One longtime opponent of new dispensaries has been the San Francisco Community Empowerment Center, which advocated for legislation prohibiting dispensaries in Chinatown. A woman answering the phone at the center, who declined to be named, said the organization would also likely support a citywide cap. The center connects mostly Chinese immigrants to government and nonprofit resources, and also hosts ESL classes and recreational activities like karaoke night. “A lot of people come to us and complain,” she said. “They can’t understand the language so they come to us to complain for them.”
Cap vs. bottleneck
It’s unclear how much impact a retail cap will immediately have. It’s worth asking if SF even needs one. There’s already a bottleneck preventing would-be dispensary owners from opening their doors: city bureaucracy. And it’s not likely to get better any time soon.

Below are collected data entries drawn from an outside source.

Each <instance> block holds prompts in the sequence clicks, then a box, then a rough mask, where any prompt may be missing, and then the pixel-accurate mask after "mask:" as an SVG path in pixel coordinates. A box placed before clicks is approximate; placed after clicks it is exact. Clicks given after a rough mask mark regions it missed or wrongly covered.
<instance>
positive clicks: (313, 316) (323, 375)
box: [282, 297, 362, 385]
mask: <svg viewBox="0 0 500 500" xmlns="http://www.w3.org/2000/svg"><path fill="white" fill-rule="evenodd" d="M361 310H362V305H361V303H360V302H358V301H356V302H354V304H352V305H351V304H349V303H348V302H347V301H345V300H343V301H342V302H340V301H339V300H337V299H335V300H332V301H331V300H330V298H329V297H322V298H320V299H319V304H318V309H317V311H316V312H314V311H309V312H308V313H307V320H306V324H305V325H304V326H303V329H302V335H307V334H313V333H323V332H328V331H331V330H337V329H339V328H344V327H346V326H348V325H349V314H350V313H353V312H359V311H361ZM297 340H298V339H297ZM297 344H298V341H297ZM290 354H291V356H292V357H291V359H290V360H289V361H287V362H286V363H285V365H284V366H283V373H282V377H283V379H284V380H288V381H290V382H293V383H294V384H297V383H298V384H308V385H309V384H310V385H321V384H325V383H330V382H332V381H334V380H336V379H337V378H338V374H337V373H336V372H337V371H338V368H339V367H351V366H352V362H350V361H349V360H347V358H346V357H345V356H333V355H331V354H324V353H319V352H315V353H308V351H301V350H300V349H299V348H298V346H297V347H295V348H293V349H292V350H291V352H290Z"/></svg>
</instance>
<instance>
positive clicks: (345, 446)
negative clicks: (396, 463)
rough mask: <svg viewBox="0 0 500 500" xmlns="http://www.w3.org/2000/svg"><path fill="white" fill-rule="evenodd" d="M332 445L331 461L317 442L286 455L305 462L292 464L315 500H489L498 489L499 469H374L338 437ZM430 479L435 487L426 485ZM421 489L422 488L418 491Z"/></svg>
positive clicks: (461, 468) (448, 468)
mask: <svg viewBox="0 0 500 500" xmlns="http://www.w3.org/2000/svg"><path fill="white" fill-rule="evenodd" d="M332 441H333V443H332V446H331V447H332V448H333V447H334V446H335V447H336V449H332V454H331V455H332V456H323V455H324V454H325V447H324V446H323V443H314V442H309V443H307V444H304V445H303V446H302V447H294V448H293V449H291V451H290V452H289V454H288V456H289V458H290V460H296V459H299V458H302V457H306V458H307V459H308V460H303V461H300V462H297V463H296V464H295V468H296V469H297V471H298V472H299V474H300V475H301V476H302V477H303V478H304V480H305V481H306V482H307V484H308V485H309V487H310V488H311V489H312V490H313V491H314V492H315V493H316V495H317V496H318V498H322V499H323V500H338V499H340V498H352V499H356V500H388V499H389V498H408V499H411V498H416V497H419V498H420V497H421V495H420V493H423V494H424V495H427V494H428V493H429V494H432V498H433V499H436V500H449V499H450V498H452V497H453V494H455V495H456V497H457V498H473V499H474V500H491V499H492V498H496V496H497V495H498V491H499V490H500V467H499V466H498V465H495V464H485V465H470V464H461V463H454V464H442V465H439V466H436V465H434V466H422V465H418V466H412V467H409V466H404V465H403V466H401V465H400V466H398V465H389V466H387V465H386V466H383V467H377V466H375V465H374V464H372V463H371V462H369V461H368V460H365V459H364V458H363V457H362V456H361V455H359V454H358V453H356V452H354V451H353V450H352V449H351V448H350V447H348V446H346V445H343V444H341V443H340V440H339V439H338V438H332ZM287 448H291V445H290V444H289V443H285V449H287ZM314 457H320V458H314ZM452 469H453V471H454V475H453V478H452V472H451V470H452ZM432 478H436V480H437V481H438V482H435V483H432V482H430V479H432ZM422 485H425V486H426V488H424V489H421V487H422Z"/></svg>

Of the more than 100 dispensaries currently in line for approval, 31 already have their building inspection permits and are only waiting for the Office of Cannabis final green light, according to the office’s spokeswoman Sophie Hayward. The rest are working their way through the lengthy and expensive earlier application requirements: proving they qualify for the social equity program, registering their business, conducting community outreach, seeking approval from the Planning Department and Department of Building Inspection, setting up a business plan, hiring staff, and applying for a state permit — all while paying rent on a retail location if they do not own it.
The office has the equivalent of four full-time staff reviewing applications, each taking one application at a time to completion before working with the next. That means it will be some time before each of these applications make it through the process, if they are even approved.
The easiest solution to this backlog would be more staff. The office has a $1.1 million budget and the equivalent of nine full-timers, but the city is facing an estimated $728 million deficit with many cuts across the board expected.
Accelerating the speed of permit approval at the Department of Building Inspection is a whole other issue — and given the scandals and corruption at the department in recent years, not one that will likely be resolved anytime soon. The Planning Department, for its part, appears more concerned with increasing the rate at which it can approve housing projects.
Still, Weitz is confident a pause on new cannabis retail will bring the reduced competition he needs to stay afloat in a compact city, no matter what can be tweaked in the budget: “We live in a seven-by-seven — God put us in a unique place, and it has its boundaries, and we have to live within those.”
Veronica Irwin is a writer in San Francisco and has covered cannabis, fintech, and more for The Frisc, the SF Weekly, Protocol, and the SF Examiner.